Le réalisateur “se pose en victime de l’histoire”, s’agace-t-elle, avant d’expliquer à quel point elle était sous influence. «Une trop grande proximité» s’était développée entre eux à l’époque, d’autant que la jeune fille n’était «pas surveillée» par sa famille. Elle a compris plus tard « que ce qui se passait n’était pas normal ». Le réalisateur lui ayant, d’une certaine manière, fait découvrir « les bases troubles et floues » de la sexualité sur le tournage du film. « Il était devenu le principal adulte de ma vie », observe-t-elle. Il a tout gâché. » A l’époque, elle constate que Christophe Ruggia « souffre ». « Il souffre que je ne sois pas amoureuse de lui. » La plaignante raconte les effets dévastateurs de cette affaire sur sa vie, une « dépression » jusqu’à ses 28 ans qui « l’a beaucoup secouée ». «Je me comporte un peu dangereusement. J’ai été complètement désorienté pendant des périodes de ma vie, impossible de passer de Belleville à République. »

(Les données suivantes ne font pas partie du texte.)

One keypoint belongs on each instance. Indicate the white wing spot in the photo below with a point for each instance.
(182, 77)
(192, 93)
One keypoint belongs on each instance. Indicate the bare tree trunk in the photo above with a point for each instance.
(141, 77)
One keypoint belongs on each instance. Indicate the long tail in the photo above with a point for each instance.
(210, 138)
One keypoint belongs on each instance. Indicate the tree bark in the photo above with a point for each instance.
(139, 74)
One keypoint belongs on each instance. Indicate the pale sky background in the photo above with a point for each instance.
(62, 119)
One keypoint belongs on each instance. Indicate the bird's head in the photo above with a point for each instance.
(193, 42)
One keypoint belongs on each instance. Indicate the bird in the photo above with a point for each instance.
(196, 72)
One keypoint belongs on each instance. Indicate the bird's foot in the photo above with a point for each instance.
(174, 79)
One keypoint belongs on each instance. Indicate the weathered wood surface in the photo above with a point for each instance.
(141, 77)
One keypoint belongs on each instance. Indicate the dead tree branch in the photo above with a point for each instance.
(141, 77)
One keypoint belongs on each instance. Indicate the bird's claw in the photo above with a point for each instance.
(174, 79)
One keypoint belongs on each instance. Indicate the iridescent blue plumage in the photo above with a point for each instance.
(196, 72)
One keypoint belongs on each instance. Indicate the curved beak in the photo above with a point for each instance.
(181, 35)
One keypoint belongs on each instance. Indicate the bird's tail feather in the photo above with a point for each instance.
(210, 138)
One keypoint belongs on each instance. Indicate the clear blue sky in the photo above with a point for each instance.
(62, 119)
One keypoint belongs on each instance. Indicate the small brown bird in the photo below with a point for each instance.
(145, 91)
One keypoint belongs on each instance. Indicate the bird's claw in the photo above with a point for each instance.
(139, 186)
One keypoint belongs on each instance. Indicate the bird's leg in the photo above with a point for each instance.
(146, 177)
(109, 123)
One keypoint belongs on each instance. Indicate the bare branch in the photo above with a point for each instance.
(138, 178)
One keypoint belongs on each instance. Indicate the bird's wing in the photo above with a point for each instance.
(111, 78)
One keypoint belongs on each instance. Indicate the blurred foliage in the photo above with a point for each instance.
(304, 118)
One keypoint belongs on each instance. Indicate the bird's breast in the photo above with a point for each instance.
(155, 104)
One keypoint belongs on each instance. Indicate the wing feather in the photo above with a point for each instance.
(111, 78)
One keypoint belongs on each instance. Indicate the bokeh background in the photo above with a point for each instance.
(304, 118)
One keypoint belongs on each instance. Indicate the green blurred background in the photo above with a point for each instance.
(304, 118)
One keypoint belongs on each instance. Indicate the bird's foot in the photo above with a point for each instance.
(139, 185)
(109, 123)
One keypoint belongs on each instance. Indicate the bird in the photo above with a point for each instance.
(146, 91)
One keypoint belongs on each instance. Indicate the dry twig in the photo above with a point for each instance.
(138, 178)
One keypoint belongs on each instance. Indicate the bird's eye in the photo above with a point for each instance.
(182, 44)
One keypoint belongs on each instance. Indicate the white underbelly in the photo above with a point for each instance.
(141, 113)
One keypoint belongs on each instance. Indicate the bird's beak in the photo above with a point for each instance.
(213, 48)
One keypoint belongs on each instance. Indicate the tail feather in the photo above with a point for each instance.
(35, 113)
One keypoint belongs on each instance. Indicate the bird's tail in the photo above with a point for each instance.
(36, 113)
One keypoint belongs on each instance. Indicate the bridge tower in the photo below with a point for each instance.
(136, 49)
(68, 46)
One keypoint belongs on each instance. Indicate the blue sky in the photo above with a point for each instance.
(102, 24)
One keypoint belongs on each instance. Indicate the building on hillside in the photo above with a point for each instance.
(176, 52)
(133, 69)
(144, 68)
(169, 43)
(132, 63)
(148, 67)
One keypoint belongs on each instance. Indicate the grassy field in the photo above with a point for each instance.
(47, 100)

“Il n’y a pas un moment où j’étais chez lui où rien ne se passe”, ajoute Adèle Haenel. L’évaluatrice veut comprendre pourquoi elle y retournait chaque week-end. « Je me sentais obligé parce que j’avais l’impression que sans lui j’allais retomber dans une entreprise vide, je me sentais redevable. Je n’envisageais rien d’autre. La seule issue à cette situation était la mort, pour moi ou pour lui. » L’actrice décrit son corps « qui se tend » sur le canapé lorsqu’il l’embrasse « dans le cou », lorsqu’il l’appelle « ma chérie ». Comme elle résistait, il la regarda et murmura : « Et bien quoi ? » Le prévenu nie les faits depuis le début du dossier, rappelle le juge. «C’est un grand menteur. Je le dis en le regardant : vous êtes un grand menteur M. Ruggia. »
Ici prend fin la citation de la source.